In the game of musical chairs, when the music stops, players scramble for a seat, and someone gets bumped out in every round. There has been speculation that boomers will play a game of “reverse” financial-musical chairs by bailing out of non-guaranteed assets. In this case, the last investor holding the assets loses.
A recent report from the Congressional Budget Office (CBO), “Will the Demand for Assets Fall When the Baby Boomers Retire?” addresses this issue. It’s interesting research; here are the highlights.
Some economists warn that if the baby boom generation begins to sell off assets to finance retirement, there could be a steep decline in the demand for assets, particularly stocks. The amount of saving by the baby boomers during their working years might already have affected asset markets.
Some economists conclude that the increase in baby boomers’ demand for assets during their high-saving years explains some of the strength of the stock market over the past two decades.

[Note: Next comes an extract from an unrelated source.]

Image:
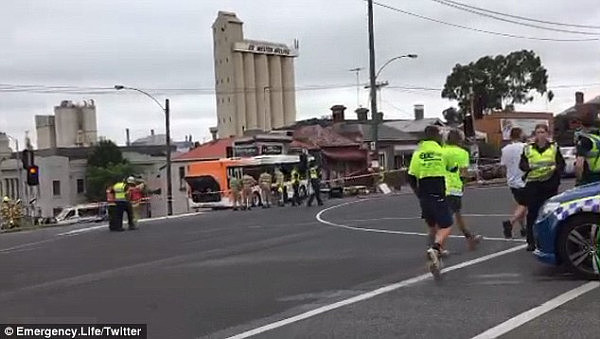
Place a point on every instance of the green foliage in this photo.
(497, 81)
(105, 153)
(106, 166)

That demand for assets also could have contributed to the increase in the real (inflation-adjusted) price of housing in the 1970s and 1980s, although the sharp rise and fall in house prices during the past decade does not appear to be closely linked to demographic factors.

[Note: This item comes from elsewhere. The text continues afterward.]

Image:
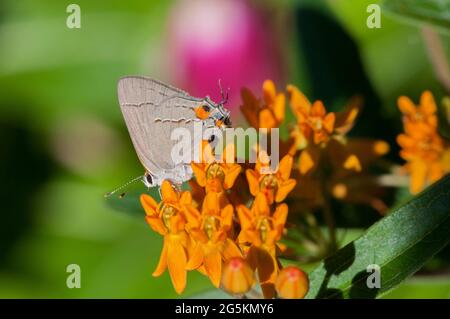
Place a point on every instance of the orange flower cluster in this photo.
(229, 226)
(426, 153)
(229, 243)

In principle, if such an unusually large cohort were to sell its accumulated assets to finance consumption during retirement, the total demand for assets in the economy could fall substantially over several decades and the prices of those assets could decline as well.

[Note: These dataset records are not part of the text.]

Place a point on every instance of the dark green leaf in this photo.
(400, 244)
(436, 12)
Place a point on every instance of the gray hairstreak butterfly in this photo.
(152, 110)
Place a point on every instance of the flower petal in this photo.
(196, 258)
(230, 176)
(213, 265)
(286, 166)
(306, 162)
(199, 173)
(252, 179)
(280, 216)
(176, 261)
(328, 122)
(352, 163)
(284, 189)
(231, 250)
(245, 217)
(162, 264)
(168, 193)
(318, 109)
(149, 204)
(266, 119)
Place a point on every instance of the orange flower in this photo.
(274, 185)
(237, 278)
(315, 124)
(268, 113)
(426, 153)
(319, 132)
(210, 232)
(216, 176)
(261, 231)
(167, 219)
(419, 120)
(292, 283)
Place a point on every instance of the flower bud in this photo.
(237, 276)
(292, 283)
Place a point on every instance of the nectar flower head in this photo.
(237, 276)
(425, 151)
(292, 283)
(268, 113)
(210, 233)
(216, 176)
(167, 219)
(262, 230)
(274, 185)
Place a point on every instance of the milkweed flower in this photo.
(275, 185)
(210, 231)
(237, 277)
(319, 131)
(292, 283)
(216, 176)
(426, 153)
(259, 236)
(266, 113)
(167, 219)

However, empirical evidence about the behavior of earlier groups of retirees suggests that baby boomers will not sell their accumulated assets quickly after they retire.
Several factors probably explain that evidence:
- Retirees generally are cautious about selling assets to finance consumption, thinking that they might need those assets as they face uncertainty: They might live longer than expected and medical costs, which are likely to rise as people age, could be higher than anticipated.
- Rather than spend all of their assets, retirees might intentionally retain some to make bequests.
- Wealth in the United States is highly concentrated: About one-third of the nation’s financial assets is held by the wealthiest 1 percent of the U.S. population. The wealthiest people do not spend down significant portions of their assets to finance consumption during retirement; in most cases, they die leaving bequests.
Some baby boomers who have lost or spent a significant portion of their retirement assets during the financial turmoil of the past two years might decide to defer retirement, although the empirical evidence is mixed. Such delays could shorten the duration of retirement for those people, reducing the amount of assets they would need to sell off to finance consumption during retirement. The aggregate effect on asset demand might be small, however, if people delayed retiring for only a year or two.
Asset demand also could be affected if retiring baby boomers sell risky assets, such as corporate stocks, in order to shift their portfolios toward safer assets. According to the evidence, however, once they retire, most people do not substantially change the composition of their asset portfolios.
Foreign demand is likely to help sustain the demand for U.S. assets even though some baby boomers might sell some of their assets to finance consumption during retirement. Such an increase in foreign demand is expected to be driven by a rising demand from investors in developing nations with emerging economies and relatively young populations. By contrast, the demand for assets by new immigrants to the United States is unlikely to have much effect on overall demand.
Although the retirement of the baby boomers is not likely to cause a large decline in aggregate demand for assets, several economic studies suggest that the retirement and aging of baby boomers could cause a temporary decrease in asset prices. That prediction of a temporary decrease is based on the studies’ theoretical prediction that the retirement of baby boomers will cause the demand for assets to fall more rapidly than the installed stock of capital will be reduced, causing asset prices to fall while the capital stock adjusts.
Empirical evidence, however, has not revealed much connection between demographic trends and the changes observed in financial markets.
The CBO’s full report is available online.